Firefly signed an Intellectual Property and Engineering Support agreement with IAI for technology based on its Beresheet lunar lander.
“IAI’s culture of engineering innovation and bold vision make our partnership a perfect solution for America as the nation realizes its return to the moon,” said Firefly CEO Dr. Tom Markusic at the time. “Having access to flight-proven lunar lander technology and the expertise of IAI engineers makes Firefly well placed to gain a foothold in the cislunar market.”
Shea Ferring, Firefly VP of Mission Assurance, said, “NASA and the US will greatly benefit from IAI’s next-generation lander design, leveraging extensive Beresheet lander design and flight operations experience.”
Ferring indicated that Firefly’s spacecraft would be dubbed “Genesis” after Beresheet and would deliver “a low-cost integrated solution for reliable lunar surface missions.”
In June, NASA released a photo of Beresheet’s crash site.
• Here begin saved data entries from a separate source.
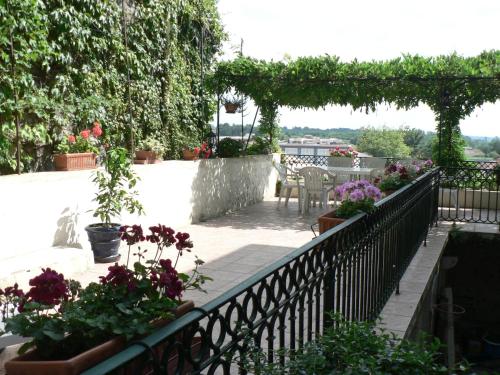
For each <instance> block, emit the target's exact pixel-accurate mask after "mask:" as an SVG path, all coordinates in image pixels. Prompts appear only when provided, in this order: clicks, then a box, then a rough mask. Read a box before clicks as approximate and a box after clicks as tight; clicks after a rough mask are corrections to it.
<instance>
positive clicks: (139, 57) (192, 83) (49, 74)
mask: <svg viewBox="0 0 500 375" xmlns="http://www.w3.org/2000/svg"><path fill="white" fill-rule="evenodd" d="M124 15H125V17H124ZM0 19H2V22H1V24H0V125H1V128H0V172H1V173H9V172H13V171H14V170H15V165H16V163H15V148H16V147H15V146H16V139H17V138H16V132H15V129H16V126H15V118H16V114H17V115H18V118H19V120H20V125H21V134H20V140H21V144H22V150H23V152H22V160H21V161H22V170H23V171H34V170H44V169H48V168H50V165H51V155H52V153H53V150H54V147H55V145H57V144H58V142H60V141H61V140H62V139H63V138H64V137H66V135H67V134H69V133H71V132H79V131H81V130H83V129H85V128H87V127H89V126H90V124H91V123H92V121H94V119H98V120H99V121H100V122H101V124H102V125H103V128H104V130H105V133H106V134H107V135H108V136H109V137H110V138H111V142H113V143H116V144H120V145H127V146H131V142H132V136H131V129H132V128H133V129H134V139H135V142H137V141H138V140H140V139H143V138H145V137H146V136H149V135H152V136H155V137H157V138H158V139H160V140H161V142H162V143H163V144H164V145H165V146H166V147H167V155H166V156H167V157H169V158H176V157H178V156H179V155H180V150H181V148H182V146H183V145H185V144H187V143H189V142H191V141H199V140H200V139H201V138H202V137H203V136H204V134H205V132H206V130H207V123H208V119H209V118H210V117H211V114H212V113H213V111H214V109H215V103H213V100H212V99H211V97H210V96H208V95H206V94H205V93H204V90H203V82H204V77H203V71H209V70H210V68H211V66H212V64H213V62H214V58H215V56H216V55H217V53H218V52H219V48H220V46H221V41H222V39H223V38H224V34H223V30H222V26H221V23H220V18H219V15H218V13H217V8H216V1H215V0H201V1H200V0H149V1H146V0H143V1H125V4H124V7H123V8H122V2H121V1H109V0H99V1H98V0H64V1H63V0H45V1H43V2H42V1H38V0H9V1H5V0H0ZM4 20H5V21H4ZM124 22H125V24H126V25H127V27H126V30H127V42H128V43H127V44H126V43H125V40H126V39H125V37H124V32H123V31H124V27H123V24H124ZM11 47H12V48H11ZM201 52H203V53H201ZM201 56H203V61H202V57H201ZM202 65H203V69H202ZM129 77H130V79H129ZM129 95H130V111H129V107H128V105H129V104H128V103H129V100H128V98H129Z"/></svg>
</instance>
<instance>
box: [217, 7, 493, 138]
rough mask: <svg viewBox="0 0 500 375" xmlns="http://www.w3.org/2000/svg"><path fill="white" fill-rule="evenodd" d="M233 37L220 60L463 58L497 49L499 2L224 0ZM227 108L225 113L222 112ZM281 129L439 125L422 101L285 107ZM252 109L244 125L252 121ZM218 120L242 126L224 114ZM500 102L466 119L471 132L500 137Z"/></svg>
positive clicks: (479, 111)
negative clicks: (239, 51) (321, 58)
mask: <svg viewBox="0 0 500 375" xmlns="http://www.w3.org/2000/svg"><path fill="white" fill-rule="evenodd" d="M218 6H219V11H220V14H221V16H222V21H223V23H224V25H225V30H226V32H227V33H228V34H229V41H228V42H227V43H226V44H225V46H224V56H222V58H223V59H231V58H233V57H234V50H235V49H238V48H239V43H240V40H241V39H243V40H244V43H243V53H244V54H245V55H248V56H252V57H255V58H259V59H266V60H270V59H274V60H281V59H283V58H284V57H285V56H290V57H292V58H295V57H298V56H317V55H323V54H330V55H337V56H339V57H340V58H341V59H342V60H344V61H350V60H352V59H354V58H357V59H358V60H372V59H375V60H381V59H391V58H394V57H397V56H401V54H403V53H410V54H419V55H423V56H433V55H440V54H449V53H451V52H454V51H456V52H458V53H459V54H462V55H465V56H473V55H477V54H478V53H480V52H481V51H483V50H490V49H499V48H500V45H499V44H500V42H499V41H500V0H419V1H404V0H377V1H373V0H349V1H337V0H307V1H306V0H219V2H218ZM222 112H223V111H222ZM280 114H281V117H280V124H281V125H282V126H310V127H320V128H330V127H350V128H359V127H362V126H368V125H373V126H382V125H386V126H390V127H399V126H402V125H408V126H410V127H417V128H421V129H424V130H434V128H435V121H434V114H433V113H432V112H431V111H430V109H429V108H427V107H426V106H425V105H422V106H421V107H418V108H414V109H412V110H410V111H398V110H396V109H394V108H391V107H389V106H384V105H382V106H380V107H379V108H378V109H377V111H376V112H374V113H372V112H370V113H369V114H365V113H364V111H362V112H360V111H357V112H353V111H352V110H351V109H350V108H349V107H347V108H346V107H336V106H333V107H327V108H326V109H325V110H319V111H310V110H307V111H304V110H293V111H292V110H289V109H287V108H282V109H281V110H280ZM253 115H254V108H253V107H252V106H249V113H248V116H247V117H246V119H245V123H251V121H252V120H253ZM221 122H229V123H241V117H240V116H238V115H226V114H222V117H221ZM499 125H500V102H498V101H497V103H495V104H485V105H484V106H483V107H482V108H478V109H477V110H476V111H475V112H474V113H473V114H472V115H471V116H470V117H469V118H467V119H465V120H463V121H462V123H461V128H462V132H463V133H464V134H466V135H479V136H495V135H496V136H500V127H499Z"/></svg>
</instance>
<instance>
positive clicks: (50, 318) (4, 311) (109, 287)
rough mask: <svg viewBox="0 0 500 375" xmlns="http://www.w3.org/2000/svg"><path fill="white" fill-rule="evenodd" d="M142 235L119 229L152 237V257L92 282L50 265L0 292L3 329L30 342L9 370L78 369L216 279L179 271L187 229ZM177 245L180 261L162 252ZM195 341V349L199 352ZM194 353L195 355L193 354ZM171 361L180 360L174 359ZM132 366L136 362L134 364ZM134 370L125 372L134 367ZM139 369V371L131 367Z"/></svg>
mask: <svg viewBox="0 0 500 375" xmlns="http://www.w3.org/2000/svg"><path fill="white" fill-rule="evenodd" d="M149 229H150V232H149V234H147V235H145V234H143V231H142V228H141V227H140V226H139V225H133V226H130V227H129V226H125V227H122V228H121V231H120V234H121V236H122V240H123V241H125V242H127V244H129V256H130V246H133V245H136V244H142V243H144V242H148V243H150V244H152V245H154V247H155V250H156V251H155V256H154V257H153V258H150V259H148V260H145V256H146V249H144V250H142V251H138V253H137V257H138V260H137V261H136V262H135V263H134V264H133V267H131V268H129V266H128V259H129V258H127V264H125V265H118V264H117V263H116V264H115V265H113V266H111V267H109V268H108V271H109V272H108V273H107V274H106V275H105V276H101V277H99V281H98V282H92V283H90V284H89V285H88V286H87V287H85V288H82V287H81V285H80V284H79V283H78V282H76V281H74V280H67V279H65V278H64V275H62V274H60V273H58V272H57V271H55V270H52V269H50V268H46V269H43V272H42V273H41V274H40V275H38V276H36V277H34V278H33V279H31V280H30V289H29V291H27V292H26V293H24V292H23V291H22V290H20V289H19V288H18V286H17V284H16V285H14V286H13V287H8V288H5V290H0V313H1V314H0V316H1V318H2V321H3V323H5V330H6V331H7V332H11V333H13V334H18V335H21V336H23V337H30V338H31V340H30V341H29V342H27V343H26V344H24V345H23V346H22V347H21V348H20V350H19V354H20V356H19V357H17V358H15V359H13V360H11V361H9V362H7V363H6V364H5V368H6V370H7V373H8V374H10V375H28V374H37V375H49V374H58V375H76V374H80V373H81V372H82V371H84V370H86V369H87V368H90V367H92V366H94V365H96V364H97V363H99V362H101V361H103V360H105V359H106V358H108V357H109V356H112V355H114V354H115V353H117V352H118V351H120V350H122V349H124V347H125V346H126V343H127V342H128V341H129V340H131V339H137V338H140V337H143V336H144V335H147V334H148V333H150V332H151V331H152V330H153V329H154V328H157V327H159V326H164V325H166V324H168V323H169V322H170V321H172V320H173V319H175V318H176V317H178V316H180V315H182V314H185V313H186V312H188V311H189V310H190V309H192V308H193V303H192V302H190V301H183V300H182V295H183V293H184V292H185V291H186V290H189V289H199V290H202V285H203V284H204V283H205V282H206V281H207V280H211V279H210V278H208V277H207V276H204V275H202V274H201V273H200V272H199V270H198V267H199V265H201V264H203V262H202V261H201V260H199V259H197V258H196V262H195V268H194V270H193V272H192V273H191V274H190V275H188V274H183V273H178V272H177V271H176V269H175V266H176V264H177V260H178V259H179V257H180V256H181V255H182V253H183V251H191V248H192V247H193V244H192V242H191V241H190V237H189V234H187V233H181V232H177V233H176V232H175V231H174V230H173V229H171V228H168V227H165V226H164V225H158V226H153V227H150V228H149ZM173 245H175V249H177V250H176V253H177V254H176V255H174V256H175V257H176V258H174V259H176V260H175V261H172V260H170V259H167V258H166V257H164V256H165V255H166V254H164V252H165V250H166V248H168V247H170V246H173ZM197 345H198V347H197V348H192V350H194V351H196V350H199V346H200V345H199V341H198V344H197ZM160 349H161V348H160ZM195 354H196V353H195ZM172 360H177V361H178V360H179V359H178V358H172ZM129 366H130V367H131V369H134V366H136V364H134V362H133V361H132V363H130V365H129ZM132 372H133V371H130V372H128V371H127V373H132ZM134 373H135V372H134Z"/></svg>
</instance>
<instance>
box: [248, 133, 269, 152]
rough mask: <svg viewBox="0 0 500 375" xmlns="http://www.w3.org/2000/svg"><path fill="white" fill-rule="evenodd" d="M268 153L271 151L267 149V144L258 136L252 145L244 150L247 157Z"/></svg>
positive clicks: (266, 142)
mask: <svg viewBox="0 0 500 375" xmlns="http://www.w3.org/2000/svg"><path fill="white" fill-rule="evenodd" d="M270 152H271V150H270V149H269V144H268V143H267V141H266V140H265V139H264V138H262V137H260V136H256V137H255V138H254V140H253V142H252V144H251V145H249V146H248V147H247V149H246V154H247V155H267V154H269V153H270Z"/></svg>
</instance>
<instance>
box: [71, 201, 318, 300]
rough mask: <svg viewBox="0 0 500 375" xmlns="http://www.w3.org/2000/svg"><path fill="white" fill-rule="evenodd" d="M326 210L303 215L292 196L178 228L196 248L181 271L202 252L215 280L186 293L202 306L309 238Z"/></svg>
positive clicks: (297, 203)
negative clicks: (278, 205)
mask: <svg viewBox="0 0 500 375" xmlns="http://www.w3.org/2000/svg"><path fill="white" fill-rule="evenodd" d="M322 211H323V210H322V209H320V208H319V207H316V208H311V210H310V212H309V214H307V215H305V216H300V215H298V201H297V199H293V198H291V199H290V202H289V204H288V206H287V207H285V206H284V205H283V202H282V204H281V206H280V207H279V208H278V207H277V198H276V199H272V200H268V201H263V202H260V203H257V204H254V205H252V206H249V207H245V208H243V209H241V210H239V211H236V212H232V213H228V214H226V215H224V216H221V217H218V218H214V219H211V220H207V221H206V222H202V223H197V224H191V225H187V226H183V227H178V228H173V229H175V230H177V231H182V232H187V233H189V234H190V235H191V238H192V240H193V244H194V247H193V251H192V252H191V253H184V255H183V256H182V257H181V258H180V261H179V264H178V267H177V269H178V270H179V271H181V272H186V271H189V270H191V269H192V268H193V262H194V255H197V256H198V257H199V258H200V259H202V260H204V261H205V264H204V265H203V266H202V267H201V271H202V272H203V273H204V274H206V275H207V276H210V277H211V278H213V279H214V280H213V281H209V282H207V284H206V288H205V289H206V291H207V293H200V292H193V291H190V292H188V293H187V294H186V295H185V296H184V298H188V299H193V300H194V301H195V303H196V305H198V306H200V305H203V304H204V303H205V302H208V301H209V300H211V299H213V298H215V297H217V296H219V295H220V294H222V293H224V292H225V291H227V290H229V289H230V288H232V287H234V286H236V285H237V284H239V283H240V282H241V281H243V280H245V279H247V278H248V277H250V276H251V275H252V274H255V273H256V272H257V271H258V270H260V269H262V268H264V267H266V266H268V265H269V264H271V263H272V262H273V261H275V260H278V259H280V258H282V257H283V256H284V255H286V254H287V253H289V252H290V251H292V250H294V249H296V248H298V247H300V246H302V245H303V244H305V243H306V242H308V241H310V240H311V239H312V238H313V237H314V234H313V232H312V231H311V224H313V223H315V222H316V219H317V217H318V216H319V215H320V213H321V212H322ZM164 224H165V225H168V223H164ZM150 251H151V250H150ZM132 252H134V250H132ZM168 252H170V257H171V258H173V257H174V255H176V250H175V248H173V247H172V248H169V249H167V253H166V254H165V255H167V254H168ZM121 253H122V262H126V258H127V248H126V247H123V248H122V249H121ZM146 255H147V256H153V255H154V254H146ZM131 259H132V258H131ZM109 266H110V264H95V265H94V266H93V267H92V268H91V269H90V270H88V271H86V272H84V273H81V274H77V275H75V276H74V277H73V278H74V279H76V280H78V281H80V282H81V283H82V284H83V285H86V284H88V283H89V282H91V281H97V280H98V277H99V276H101V275H105V274H106V273H107V268H108V267H109Z"/></svg>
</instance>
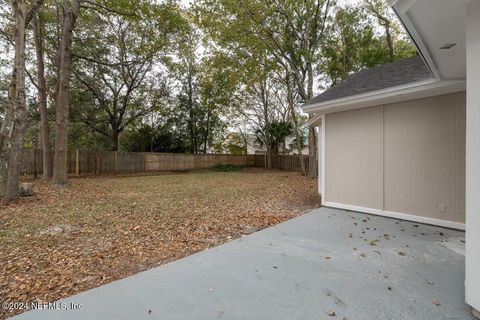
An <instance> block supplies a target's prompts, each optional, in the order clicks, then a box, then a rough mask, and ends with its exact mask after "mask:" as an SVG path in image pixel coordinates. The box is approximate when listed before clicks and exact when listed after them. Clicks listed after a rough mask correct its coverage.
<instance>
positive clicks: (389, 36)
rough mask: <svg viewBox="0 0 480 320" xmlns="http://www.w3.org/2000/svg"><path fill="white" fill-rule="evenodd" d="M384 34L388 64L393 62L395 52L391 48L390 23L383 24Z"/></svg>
mask: <svg viewBox="0 0 480 320" xmlns="http://www.w3.org/2000/svg"><path fill="white" fill-rule="evenodd" d="M385 34H386V38H387V46H388V57H389V60H390V62H393V60H395V51H394V48H393V40H392V33H391V31H390V22H388V23H386V24H385Z"/></svg>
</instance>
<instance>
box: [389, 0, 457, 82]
mask: <svg viewBox="0 0 480 320" xmlns="http://www.w3.org/2000/svg"><path fill="white" fill-rule="evenodd" d="M389 4H390V5H391V7H392V9H393V10H394V11H395V13H396V14H397V16H398V18H399V19H400V21H401V22H402V24H403V26H404V27H405V29H406V31H407V32H408V33H409V35H410V38H411V39H412V40H413V42H414V43H415V45H416V46H417V48H418V50H419V52H420V54H421V55H422V57H423V59H424V60H425V62H426V63H427V65H428V67H429V68H430V70H431V71H432V74H433V75H434V76H435V78H438V79H450V80H452V79H465V75H466V37H465V30H466V0H389Z"/></svg>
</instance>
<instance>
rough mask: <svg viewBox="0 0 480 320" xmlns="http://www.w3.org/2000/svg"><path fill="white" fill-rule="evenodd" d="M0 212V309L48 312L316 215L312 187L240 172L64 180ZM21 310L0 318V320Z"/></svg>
mask: <svg viewBox="0 0 480 320" xmlns="http://www.w3.org/2000/svg"><path fill="white" fill-rule="evenodd" d="M34 182H35V186H34V189H35V195H34V196H33V197H28V198H22V199H20V200H18V201H16V202H13V203H10V204H5V203H4V204H0V302H31V301H34V300H37V301H42V302H53V301H55V300H57V299H60V298H63V297H66V296H70V295H73V294H76V293H79V292H81V291H84V290H87V289H90V288H93V287H97V286H100V285H102V284H105V283H108V282H111V281H114V280H117V279H121V278H125V277H127V276H129V275H132V274H135V273H138V272H141V271H143V270H146V269H149V268H152V267H156V266H158V265H161V264H164V263H166V262H169V261H172V260H175V259H178V258H181V257H185V256H187V255H190V254H192V253H195V252H197V251H200V250H204V249H206V248H209V247H212V246H216V245H219V244H221V243H224V242H226V241H229V240H231V239H234V238H237V237H239V236H241V235H243V234H248V233H252V232H255V231H257V230H259V229H262V228H265V227H268V226H271V225H274V224H277V223H280V222H282V221H285V220H288V219H290V218H292V217H295V216H298V215H300V214H302V213H303V212H305V211H308V210H309V209H312V208H314V207H317V206H319V202H320V200H319V196H318V194H317V181H316V180H308V179H306V178H304V177H303V176H301V175H300V174H299V173H292V172H281V171H266V170H263V169H253V168H252V169H243V170H241V171H239V172H214V171H206V172H194V173H184V174H162V175H152V176H128V177H91V178H76V179H72V180H71V183H70V184H69V185H68V186H67V187H63V188H53V187H52V186H50V185H49V184H48V183H46V182H43V181H41V180H35V181H34ZM20 312H22V310H12V311H6V310H2V309H0V318H5V317H7V316H12V315H13V314H16V313H20Z"/></svg>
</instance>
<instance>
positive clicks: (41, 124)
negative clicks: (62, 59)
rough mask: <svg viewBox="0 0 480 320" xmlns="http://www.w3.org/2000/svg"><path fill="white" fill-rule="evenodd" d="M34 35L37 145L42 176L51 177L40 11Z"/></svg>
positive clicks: (45, 81)
mask: <svg viewBox="0 0 480 320" xmlns="http://www.w3.org/2000/svg"><path fill="white" fill-rule="evenodd" d="M33 25H34V28H33V30H34V36H35V51H36V55H37V82H38V110H39V112H40V135H39V136H40V137H41V140H40V141H39V145H40V146H41V149H42V157H43V178H44V179H51V178H52V152H51V145H50V128H49V126H48V109H47V84H46V80H45V66H44V28H45V26H44V21H43V19H42V16H41V14H40V13H38V17H37V19H35V20H34V21H33Z"/></svg>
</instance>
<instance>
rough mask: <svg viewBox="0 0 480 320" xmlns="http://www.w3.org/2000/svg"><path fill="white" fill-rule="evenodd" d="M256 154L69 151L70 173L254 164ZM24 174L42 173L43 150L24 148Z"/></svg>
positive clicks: (243, 165) (85, 173)
mask: <svg viewBox="0 0 480 320" xmlns="http://www.w3.org/2000/svg"><path fill="white" fill-rule="evenodd" d="M255 163H256V159H255V156H254V155H221V154H179V153H139V152H123V151H118V152H116V151H93V150H70V151H68V153H67V172H68V174H79V175H86V174H104V173H140V172H155V171H189V170H195V169H208V168H212V167H214V166H216V165H218V164H224V165H227V164H232V165H240V166H255ZM20 167H21V174H22V175H33V176H36V175H41V174H42V173H43V163H42V150H40V149H23V150H22V161H21V166H20Z"/></svg>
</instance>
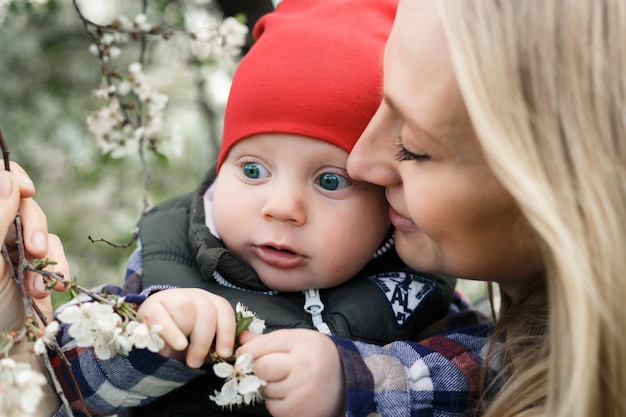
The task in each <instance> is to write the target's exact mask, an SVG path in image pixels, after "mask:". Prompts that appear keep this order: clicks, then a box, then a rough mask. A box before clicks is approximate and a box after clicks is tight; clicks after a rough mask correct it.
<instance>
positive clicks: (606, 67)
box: [440, 0, 626, 417]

The photo was taken by the Lunar Reconnaissance Orbiter Camera (LROC) 11 days after the spacecraft crashed into the moon’s surface. NASA partnered with SpaceIL on key aspects of the mission.
And National Geographic recently added Beresheet to its moon map exploring 50 years of lunar visits. Its first such map was created in 1969 as the Apollo 11 mission closed in on its goal.
The new version of the map “uses a mosaic of some 15,000 images and detailed height measurements from NASA’s Lunar Reconnaissance Orbiter, which has surveyed the entire surface,” National Geographic wrote.
“The moon is peppered with probes and landers, the legacy of human efforts to explore it,” it said.